Brendan had caught a piece of shrapnel himself, which had scored the top of his hand – and he hadn’t even noticed the tip of his ear had been shot off. Elijah, welcoming them all home, had instantly been back on the job as medical sergeant. He’d already wrapped up Brendan’s hand and painted the ear with orange-brown Betadine antiseptic, which was about all that could be done with that.
But now, all the urgent and non-negotiable tasks having been squared away, this was going to be an all-team meeting – and, ultimately, a serious one. In a way that hadn’t been true in a long time, their lives were suddenly on the line. There was a time when their missions were often more important than their lives.
But surviving was their only mission anymore.
At least for now.
* * *
Jake motioned for everyone to stop the hi-jinks, stood up, and started the meeting. And he got straight to the point.
“Okay, guys, two things have happened. One, we achieved our mission objective – the heavy weapons are ours. Two, we bloodied Godane’s nose. My feeling is that both those facts militate for the same course of action now: we get those weapons emplaced and we fortify the camp.”
Brendan didn’t wait to jump in this time. He felt too strongly about this
one. “There’s one thing that hasn’t changed. If we get engaged here and start blasting away, the dead will be right behind al-Shabaab. And none of us will ever get out of here again.”
Todd looked across at Brendan and shook his head slowly. “Au contraire, mein freund. That’s changed, too – it’s gotten worse.” He looked around the table before continuing. “Look, Kwon and I can get the Mk 47s and miniguns emplaced in the towers. And we build us a nice mortar pit. And after that, we can open multiple large cans of whoop-ass on anybody who comes after us here. But in the past, if the noise drew a bunch of walkers or runners, we might have a chance to fight our way out before they ringed us in a mile thick. But these new ones… I’m not sure they won’t just leap right over the wall and drop on our heads.” He looked up to Jake, then over to Kate. “You guys got a better look at them. Am I right?”
“Yeah, maybe,” Jake said.
Kate said, “The new ones aren’t good.” She didn’t say more, but her expression did: she was worried. These things were dangerous. They’d adapted to the walkers and even the runners, and were confident they could survive them.
But the game had just changed.
Jake turned to look down and across at Brendan. “Okay, what’s our alternative, then? Run for it? Take to the forest, like some half-assed band of merry men?”

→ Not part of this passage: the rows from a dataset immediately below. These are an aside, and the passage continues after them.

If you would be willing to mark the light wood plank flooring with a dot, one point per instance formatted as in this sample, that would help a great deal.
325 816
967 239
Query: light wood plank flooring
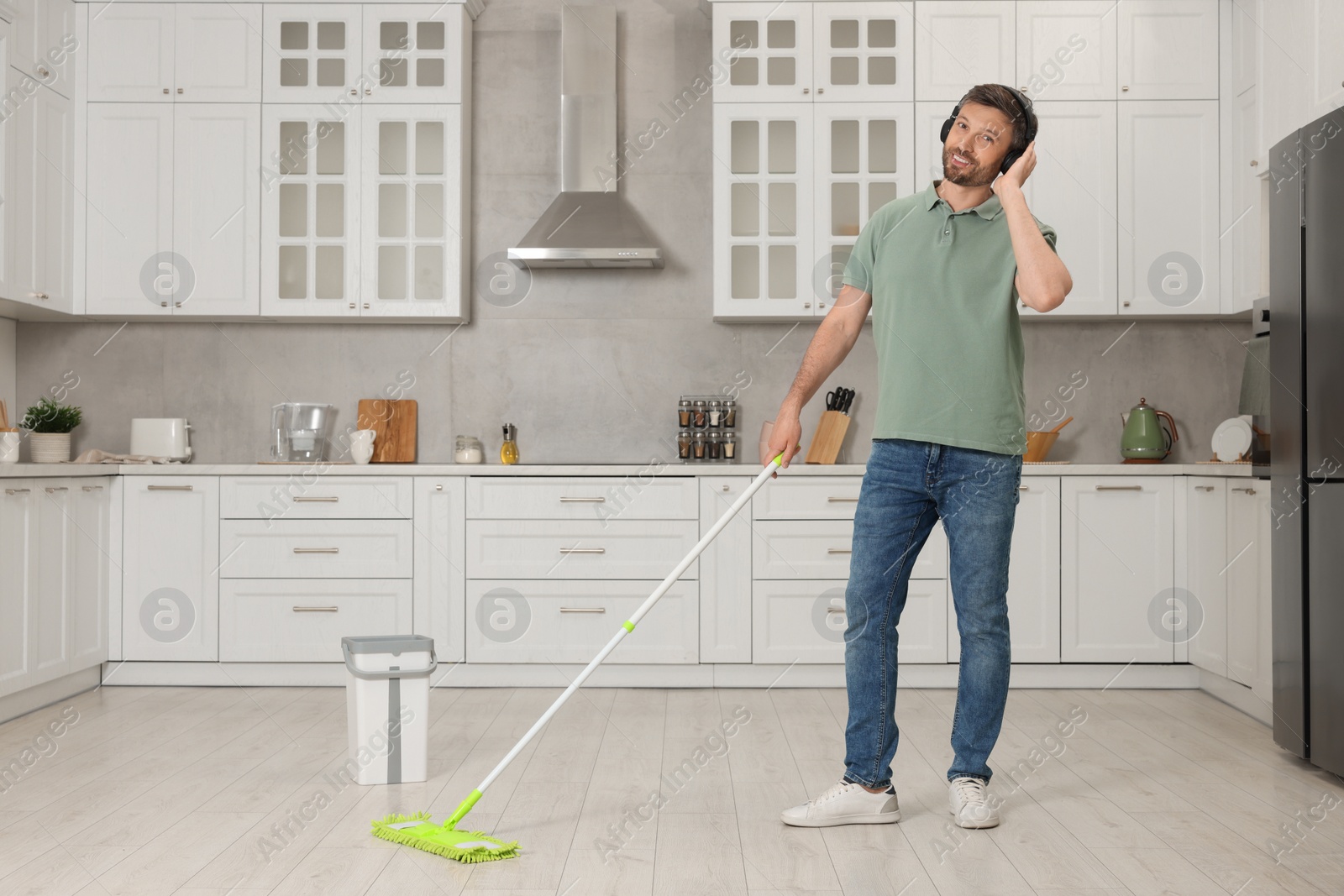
223 792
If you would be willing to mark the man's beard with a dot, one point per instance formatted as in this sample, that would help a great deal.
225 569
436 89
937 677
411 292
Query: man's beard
969 176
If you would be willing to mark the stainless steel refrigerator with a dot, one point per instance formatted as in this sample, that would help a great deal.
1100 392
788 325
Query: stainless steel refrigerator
1307 446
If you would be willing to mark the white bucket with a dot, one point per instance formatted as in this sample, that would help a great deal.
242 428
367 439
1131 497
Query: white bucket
387 707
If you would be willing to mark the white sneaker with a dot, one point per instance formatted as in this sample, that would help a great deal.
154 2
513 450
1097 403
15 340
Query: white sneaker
846 804
969 804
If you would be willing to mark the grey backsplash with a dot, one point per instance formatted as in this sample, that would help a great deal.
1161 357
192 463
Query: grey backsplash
591 364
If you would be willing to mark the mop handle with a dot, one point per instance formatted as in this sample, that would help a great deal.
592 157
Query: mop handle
627 627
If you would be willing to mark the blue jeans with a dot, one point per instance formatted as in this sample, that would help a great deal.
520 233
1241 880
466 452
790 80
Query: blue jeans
906 488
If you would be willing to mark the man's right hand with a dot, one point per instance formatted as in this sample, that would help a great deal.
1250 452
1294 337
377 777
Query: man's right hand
785 437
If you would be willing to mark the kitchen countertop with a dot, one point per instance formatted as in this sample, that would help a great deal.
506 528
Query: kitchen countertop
33 470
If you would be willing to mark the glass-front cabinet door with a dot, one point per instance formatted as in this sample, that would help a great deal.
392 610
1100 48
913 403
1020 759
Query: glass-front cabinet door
413 53
763 210
413 210
309 210
313 54
864 154
864 51
769 49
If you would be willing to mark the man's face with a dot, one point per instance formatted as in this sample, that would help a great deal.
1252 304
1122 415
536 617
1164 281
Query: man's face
980 139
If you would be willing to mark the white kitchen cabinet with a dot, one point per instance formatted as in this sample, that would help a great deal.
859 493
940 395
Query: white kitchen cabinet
1249 587
218 53
804 621
414 53
1203 620
1116 569
1167 50
46 47
440 584
1073 190
725 573
171 569
864 159
312 54
217 214
764 248
961 43
129 219
1032 577
864 51
773 51
1066 49
1168 214
92 569
18 579
412 217
311 207
131 53
39 208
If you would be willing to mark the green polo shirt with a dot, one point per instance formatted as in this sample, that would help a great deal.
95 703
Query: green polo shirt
945 322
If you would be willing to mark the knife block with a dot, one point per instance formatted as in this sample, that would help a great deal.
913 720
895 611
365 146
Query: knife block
827 439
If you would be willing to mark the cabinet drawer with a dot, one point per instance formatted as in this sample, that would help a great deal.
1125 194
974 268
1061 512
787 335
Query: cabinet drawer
578 548
311 496
808 497
304 620
820 550
515 621
632 497
315 548
804 621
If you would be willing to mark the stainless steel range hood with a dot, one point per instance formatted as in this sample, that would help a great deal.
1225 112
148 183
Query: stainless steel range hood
588 224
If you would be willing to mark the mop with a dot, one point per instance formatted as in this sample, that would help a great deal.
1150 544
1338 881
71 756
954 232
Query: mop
418 831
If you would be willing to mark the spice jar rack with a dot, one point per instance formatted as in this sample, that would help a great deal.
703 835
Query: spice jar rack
707 429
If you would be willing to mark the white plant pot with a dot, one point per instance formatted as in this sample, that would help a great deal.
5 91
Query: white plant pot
49 448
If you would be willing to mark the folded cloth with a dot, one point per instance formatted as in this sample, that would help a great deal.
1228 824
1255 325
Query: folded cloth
94 456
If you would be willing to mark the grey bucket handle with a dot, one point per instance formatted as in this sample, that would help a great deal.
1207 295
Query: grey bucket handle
390 673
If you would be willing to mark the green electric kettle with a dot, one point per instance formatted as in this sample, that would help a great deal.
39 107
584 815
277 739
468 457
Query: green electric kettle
1144 439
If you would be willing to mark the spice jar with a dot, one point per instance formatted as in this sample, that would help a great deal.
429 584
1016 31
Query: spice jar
698 445
730 445
683 445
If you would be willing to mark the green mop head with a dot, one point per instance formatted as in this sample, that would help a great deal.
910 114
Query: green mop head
465 846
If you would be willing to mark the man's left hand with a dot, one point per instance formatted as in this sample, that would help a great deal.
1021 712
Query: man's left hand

Brendan took a second to answer. “Nobody wants that. I don’t even like the thought of it. But there’s no way to make Godane unlearn our location. Now that he knows we’re here, whether he comes for us or not is outside our control. Abandoning the camp and going elsewhere may become our only option. And we can either mount those weapons on the wall – or we can mount them on the trucks.”
Jake shook his head. “Sir, due respect – but fuck that. We’ve all worked too long and hard to secure this place. To make it defensible, to make it work. It’s our home. I’m not getting run out of here – at least not by that bearded, wild-eyed ass-clown.”
Everyone there knew how Jake felt about the al-Shabaab leader – and they all felt pretty much the same. It was because of Godane’s tireless and utterly unapologetic killing, torture, and oppression of innocent Somalis – who, after a few tours, Jake had started to get as attached to as he had to the Pashtuns and Hazara in Afghanistan, whom he’d fought to protect from the Taliban.